Leaders of the nation’s two largest systems of higher education encourage faculty, staff, and private partners of their institutions to assist with beta testing for the project.
“In today’s climate of ongoing technological advancement, it is imperative that the nation’s colleges and universities collaborate to deliver sophisticated learning environments that help maximize success for our students,” said SUNY Interim Provost and Executive Vice Chancellor Elizabeth L. Bringsjord. “FLEXspace represents cutting-edge innovation in classroom design, and SUNY is proud to play a lead role in getting this exciting initiative off the ground.”
“FLEXspace is an innovative solution that will benefit colleges and universities world-wide once it has the necessary content behind it,” said CSU Executive Vice Chancellor and Chief Academic Officer Ephraim P. Smith. “By providing unprecedented access to best practices in a user-friendly, easily-searchable online format, FLEXspace will save time and money while ensuring efficiency and effectiveness.”

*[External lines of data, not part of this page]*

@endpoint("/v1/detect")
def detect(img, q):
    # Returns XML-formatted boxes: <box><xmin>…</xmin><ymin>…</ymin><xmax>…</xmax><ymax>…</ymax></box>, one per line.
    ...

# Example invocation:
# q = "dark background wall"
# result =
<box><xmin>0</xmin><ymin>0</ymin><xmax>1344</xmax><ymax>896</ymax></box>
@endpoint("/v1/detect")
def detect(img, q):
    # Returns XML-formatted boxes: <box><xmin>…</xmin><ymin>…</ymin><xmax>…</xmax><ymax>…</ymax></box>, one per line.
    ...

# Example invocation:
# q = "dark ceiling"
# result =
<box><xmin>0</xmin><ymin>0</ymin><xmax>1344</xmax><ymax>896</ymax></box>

FLEXspace is featured as the cover story in this month’s Campus Technology Magazine, which provides in-depth coverage of technology advancements and new uses in higher education across the globe.
To participate in beta testing, faculty members as well as facilities personnel and Audio/Visual (AV) integrators are asked to visit www.suny.edu/flexspace to request an account. Participants will upload comments and images that detail their experiences with building or renovating classroom space in an effort to build the site’s content so that it can reach the peer review stage, and ultimately be ready for widespread use.

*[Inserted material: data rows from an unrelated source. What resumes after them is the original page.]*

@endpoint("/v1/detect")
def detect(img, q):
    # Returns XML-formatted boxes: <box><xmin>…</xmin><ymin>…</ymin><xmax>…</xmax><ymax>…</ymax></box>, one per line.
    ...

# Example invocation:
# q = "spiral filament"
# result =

“The FLEXspace project promises to provide faculty and administrators with examples of the best modern learning spaces, guidance that can be used to help plan renovations and new classroom and other learning environments,” said Peter Knuepfer, president of the SUNY University Faculty Senate. “As faculty continue to develop and refine methods for delivery of the curriculum, contributing to this repository will offer some of the best practices from our systems, and ultimately from around the globe.”
“When a new learning space is designed or renovated, it can be challenging to balance the needs of teaching faculty, budgets, technology and space location, among other characteristics,” said Lisa Stephens, project lead and senior strategist for academic innovation at SUNY. “As soon as we presented the idea to bring these multiple points of view into a single shared repository at the Consortium of College and University Media Centers (CCUMC) conference last year, we knew we had a ‘tiger by the tail’ because so many people from institutions across the country immediately expressed interest in joining the start-up effort.”
The concept was first conceived by the SUNY Faculty Advisory Council on Teaching and Technology in 2011. In the years since, FLEXspace has been jointly developed by a group of representatives from SUNY, CSU, Cornell University, the Consortium of College and University Media Centers (CCUMC), Society for College and University Planning (SCUP), Foothill-DeAnza Community College District, Multimedia Educational Resource for Learning and Online Teaching (MERLOT), and EDUCAUSE, in partnership with Artstor, a nonprofit organization that provides Shared Shelf software for managing and distributing digital content.
The group has collaborated with higher education administrators and faculty, architects, space planners, and private interest groups to develop a portal that could gather and report data to describe learning spaces from the perspective of faculty, facilities support personnel, and instructional technology integrators.
FLEXspace is envisioned to be a free, non-commercial service to institutions of higher education and their partners, supported by a sponsorship funding model.